Yes, I am thinking full detail, enough that sheet. Metal parts will be waterjetted with holes for rivets. I am wondering about both a full FRC competition robot, and also a robot which is just a chassis with a single simple manipulator (also the chassis will be heavily based on CADs from sheet metal teams).
I have done the complete CAD for the past 2 years. I have to tell you, it takes a lot of work. I suggest spending preseason teaching 2 to 3 other team members who you trust how to use Autodesk Inventor, so that they will be prepared for season. The way I generally do it is CAD everything needed for waterjet cutting/ manufacturing. We send all of this out as soon as possible (end of 2nd week to beginning of 3rd). This tends to require about 25 hours of work. It includes the assembly, all part files, file structure, part drawings (most important aspect of CAD. Make sure you are really good at these). This starts with a chassis, btw.
After we meet our deadline, I begin to CAD everything else. First comes E Boards, with all of the modules on them. Then comes chain, wheels, pneumatic hardware, part coloring (I can get obsessive with that). Eventually I will do the pneumatic runs, and last the E Wiring (which I only do an overview of. Theres no reason to get meticulous there).
All in all, I would say that CAD takes upwards of 100 hours, if you wish to do EVERYTHING, and prepare a submission to the Excellence in Design Award. You’ll see this year’s CAD below, for reference.
http://img607.imageshack.us/img607/1705/team1515.png](http://imageshack.us/photo/my-images/607/team1515.png/)

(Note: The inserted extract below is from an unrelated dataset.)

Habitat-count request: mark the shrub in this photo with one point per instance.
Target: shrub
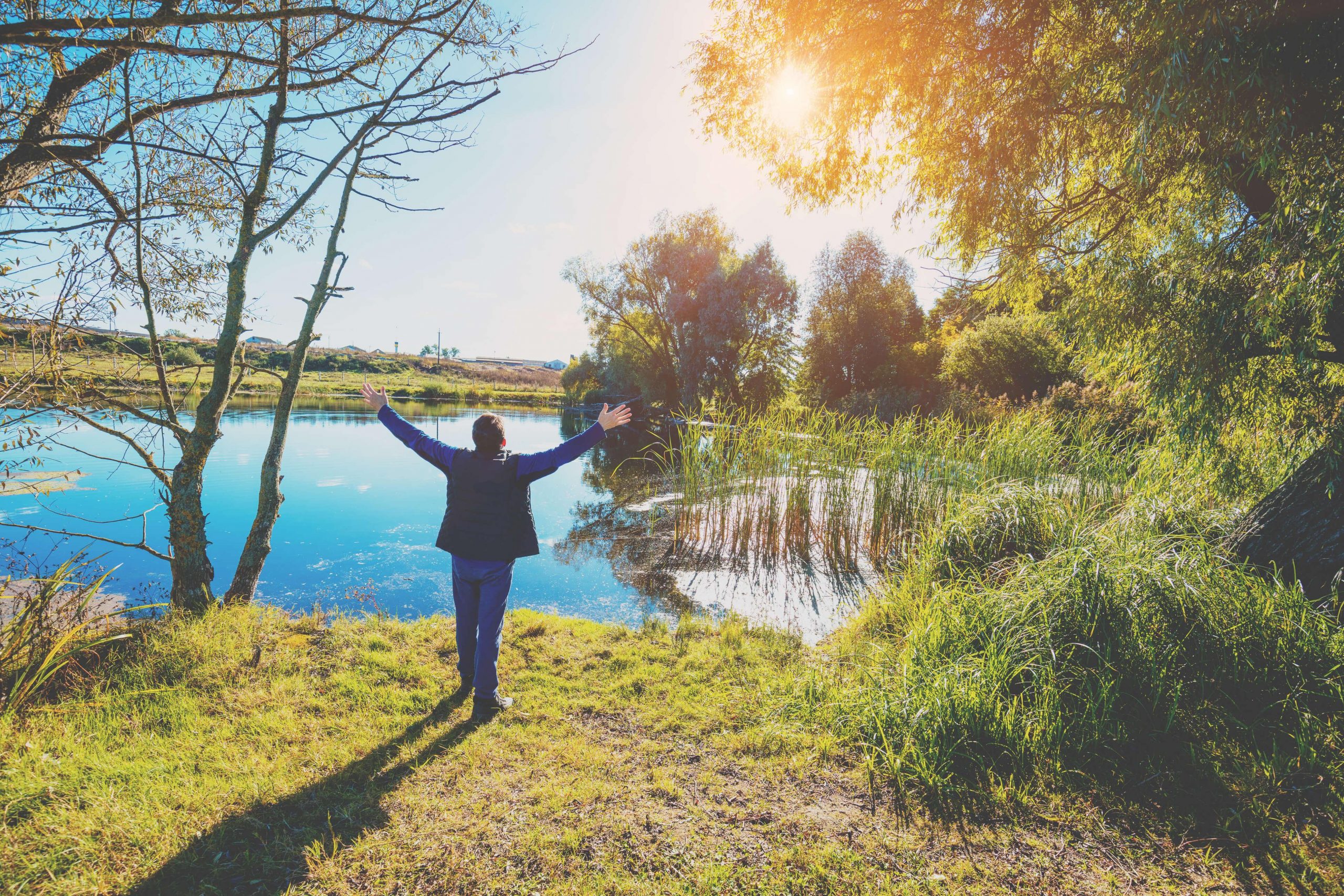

If you know your CAD software really well and already have a design with zero issues memorized, you can probably model it in a day or two. However this is rarely the case in reality, as the reason to use CAD is to find problems and fix them before spending money making physical prototypes. So the time it takes to model the robot is proportional to exactly how much you design everything ahead of time and fix problems.
On 228, we only model what we need to build the robot, which is primarily everything mechanical (and large control system components for mounting locations and weight/volume considerations). Adding screws, wiring, pneumatics tubing, etc. doesn’t necessarily help us, is very time consuming, and in an assembly already with several hundred parts, adding these really start to bog down your computer.
Instead, what we do is assign a part number (such as 11-DRV-012) to every custom or modified part on our robot, draw up a 2D machine drawing for said part, and either send that (along with the CAD model) to our machine shop sponsors or print it out tobe machined on the manual mill or lathe in our shop. We then put all of these part drawings into a binder, which theoretically could be used to build an exact clone of our robot.
Here’s the CAD model of our 2011 robot. This was probably about 80-120 man-hours of work, with the average probably around 4-6 man-hours of work a day for the first three or four weeks.
Adding more people can help or can hinder (it all depends on communication and organization); you will need a robust revision control scheme to keep all changes to the CAD models updated and propagated to other group members. Things being designed in parallel also need careful attention paid to interfaces between the subsystems, and making sure they do not try to occupy the same space, and that the still work as a system.